We also use LMR-240, usually it is what most of the manufacturers/distributers are sending out now with large RF orders (or RG8). The few extra dB loss per run for the majority of our applications, it doesn't make a considerable difference between the two (<50ft).
However, for longer runs (100's of feet) LMR-400 is the way to go (or bigger, or fibre for 1000's of feet).
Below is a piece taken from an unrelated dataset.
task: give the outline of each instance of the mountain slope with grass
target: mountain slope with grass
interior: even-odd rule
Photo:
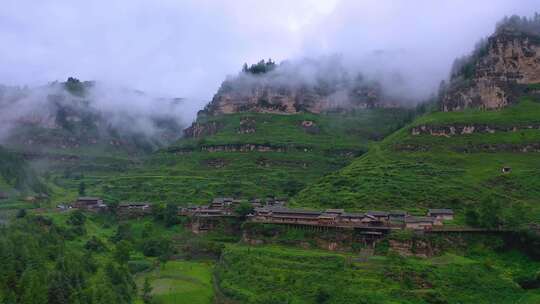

But do realize, that with the larger numbers (LMR-400), it is as thick as a 15A AC cable, and not nearly as flexible. You can fit a few hundred feet (probably a thousand+ feet) of coiled RG8 in the same space as 100ft of coiled LMR-400.
Get in the habit of doing path loss calculations over free space and cable. Find out what your receiver needs for signal strength and figure out what cable best suits your needs. If LMR-240 fits the bill, save some money and get that. But if you really need LMR-400, get the LMR-400.
BRad
Thanks for simplifying all this for me and pointing out the specifics!
Coaxial cable losses at the distances we're working with will always be less than than free space path loss.
Pick a coax cable, any coax cable (and a frequency): http://www.qsl.net/co8tw/Coax_Calculator.htm (http://www.qsl.net/co8tw/Coax_Calculator.htm). For safe measure, add 2dB to account for worn connector losses.
Now check the path loss at that same frequency (use "0" for transmitter and receiver gain): https://www.pasternack.com/t-calculator-fspl.aspx (https://www.pasternack.com/t-calculator-fspl.aspx).
This is why it's just about always better to get the antennas as close to the transmitters as possible.
I played with both; I wasn't sure about the gain at first but once you stated using "0" it worked itself out. Thanks!
Makes a ton of sense now to use coax to get the antenna closer than leaving the antenna further away.
I need to figure out how to calculate the dB loss of couplers, connections, & cable differences [a rule of thumb].